In this way, they were not full at all. It was only a claim that they made based on their experience and not based on their partnership in what the Spirit was doing. In the eyes of those who only claimed to be full of the Spirit, these Gentiles could not, under these circumstances, be genuine Christians.

The true fullness of the Spirit enabled Barnabas to see the grace of God at work. The goodness that was the fruit of the Spirit in Barnabas saw the goodness that was going on in the Christians in Antioch. The faith made possible by the Holy Spirit, made it possible for Barnabas to see the authentic and deep faith of the Christians there. He saw that they were “true to the Lord with all their hearts” and he told them to always keep watch over their hearts and stay that way.

Someone who only claimed to be full of the Spirit would have looked and seen chaos.
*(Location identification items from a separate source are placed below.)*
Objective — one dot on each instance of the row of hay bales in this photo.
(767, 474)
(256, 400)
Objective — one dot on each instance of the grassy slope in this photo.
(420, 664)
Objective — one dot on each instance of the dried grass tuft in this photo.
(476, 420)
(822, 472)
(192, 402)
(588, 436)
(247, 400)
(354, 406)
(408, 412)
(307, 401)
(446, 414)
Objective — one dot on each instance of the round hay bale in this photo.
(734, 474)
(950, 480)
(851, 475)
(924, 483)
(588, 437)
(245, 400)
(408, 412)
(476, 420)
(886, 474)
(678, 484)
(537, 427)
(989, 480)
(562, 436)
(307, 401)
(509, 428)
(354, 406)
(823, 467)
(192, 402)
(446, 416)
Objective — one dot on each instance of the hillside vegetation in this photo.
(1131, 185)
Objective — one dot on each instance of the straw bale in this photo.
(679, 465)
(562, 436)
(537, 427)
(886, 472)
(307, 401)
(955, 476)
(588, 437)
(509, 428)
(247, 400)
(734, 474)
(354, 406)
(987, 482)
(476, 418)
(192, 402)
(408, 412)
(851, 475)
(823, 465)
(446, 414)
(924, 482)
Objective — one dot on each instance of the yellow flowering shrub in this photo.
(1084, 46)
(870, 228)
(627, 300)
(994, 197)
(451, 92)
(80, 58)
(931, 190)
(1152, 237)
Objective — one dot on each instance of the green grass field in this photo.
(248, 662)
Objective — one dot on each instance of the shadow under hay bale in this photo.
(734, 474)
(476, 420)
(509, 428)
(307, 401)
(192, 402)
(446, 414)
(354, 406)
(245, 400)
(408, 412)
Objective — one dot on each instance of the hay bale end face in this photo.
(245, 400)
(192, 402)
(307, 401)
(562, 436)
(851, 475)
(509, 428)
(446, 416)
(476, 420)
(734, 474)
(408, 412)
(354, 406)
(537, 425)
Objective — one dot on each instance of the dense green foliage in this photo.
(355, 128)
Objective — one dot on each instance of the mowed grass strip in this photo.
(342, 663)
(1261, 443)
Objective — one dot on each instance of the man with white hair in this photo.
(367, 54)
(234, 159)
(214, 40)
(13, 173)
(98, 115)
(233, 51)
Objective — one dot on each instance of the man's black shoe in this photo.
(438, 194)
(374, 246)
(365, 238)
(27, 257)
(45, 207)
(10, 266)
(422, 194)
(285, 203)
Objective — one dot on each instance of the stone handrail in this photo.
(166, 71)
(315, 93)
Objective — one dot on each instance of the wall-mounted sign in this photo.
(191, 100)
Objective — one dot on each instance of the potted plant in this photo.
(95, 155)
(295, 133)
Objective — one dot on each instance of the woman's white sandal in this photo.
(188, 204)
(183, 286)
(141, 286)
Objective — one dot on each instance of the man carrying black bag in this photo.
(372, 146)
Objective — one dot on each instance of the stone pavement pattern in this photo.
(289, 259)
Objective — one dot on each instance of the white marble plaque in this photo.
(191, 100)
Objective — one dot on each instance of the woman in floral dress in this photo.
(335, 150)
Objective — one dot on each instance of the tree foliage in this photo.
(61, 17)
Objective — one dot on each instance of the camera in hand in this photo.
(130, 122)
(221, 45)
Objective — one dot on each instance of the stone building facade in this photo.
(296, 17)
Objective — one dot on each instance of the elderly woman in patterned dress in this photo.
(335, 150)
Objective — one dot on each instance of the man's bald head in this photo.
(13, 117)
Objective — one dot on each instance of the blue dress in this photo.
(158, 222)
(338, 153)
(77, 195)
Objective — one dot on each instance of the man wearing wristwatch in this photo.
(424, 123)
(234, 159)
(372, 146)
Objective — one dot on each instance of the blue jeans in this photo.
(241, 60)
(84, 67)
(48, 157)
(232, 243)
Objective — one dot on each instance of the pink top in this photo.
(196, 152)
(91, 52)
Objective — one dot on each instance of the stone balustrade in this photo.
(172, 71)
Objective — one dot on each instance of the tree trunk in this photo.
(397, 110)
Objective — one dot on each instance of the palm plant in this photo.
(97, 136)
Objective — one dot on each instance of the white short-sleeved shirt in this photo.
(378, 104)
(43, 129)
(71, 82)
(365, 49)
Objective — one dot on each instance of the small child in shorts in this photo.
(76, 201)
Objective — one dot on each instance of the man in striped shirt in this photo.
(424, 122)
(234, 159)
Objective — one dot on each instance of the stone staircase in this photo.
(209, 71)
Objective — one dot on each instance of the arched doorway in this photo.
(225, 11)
Barnabas looked and saw an organized chaos. It existed where it shouldn’t. Out of what seemed to be chaos, the Holy Spirit worked out the plan.

It started (seemingly) without any forethought or plan. But it was planned by the Lord of the plan and worked out by the organizing power of his Spirit.

The disciples in Jerusalem had not sent missionaries to Antioch. The missionaries drifted there because Saul’s old hatred and persecution had driven them there. But the grace of God had been hidden in that old, long-gone hatred of Saul.

In his old days, Saul had seemed to create chaos. Saul had blasted their easy times to pieces. And the organization of the Holy Spirit reassembled the pieces into a new and surprising shape. It all turned out to be the plan of Jesus; as they knew it should have been all along.

When we are comfortable we really don’t know as much about the Lord’s hand and the Lord’s grace as we think. The fullness of the Spirit enables us to see the grace of God and the Lord’s hand where others may very well not see it at all.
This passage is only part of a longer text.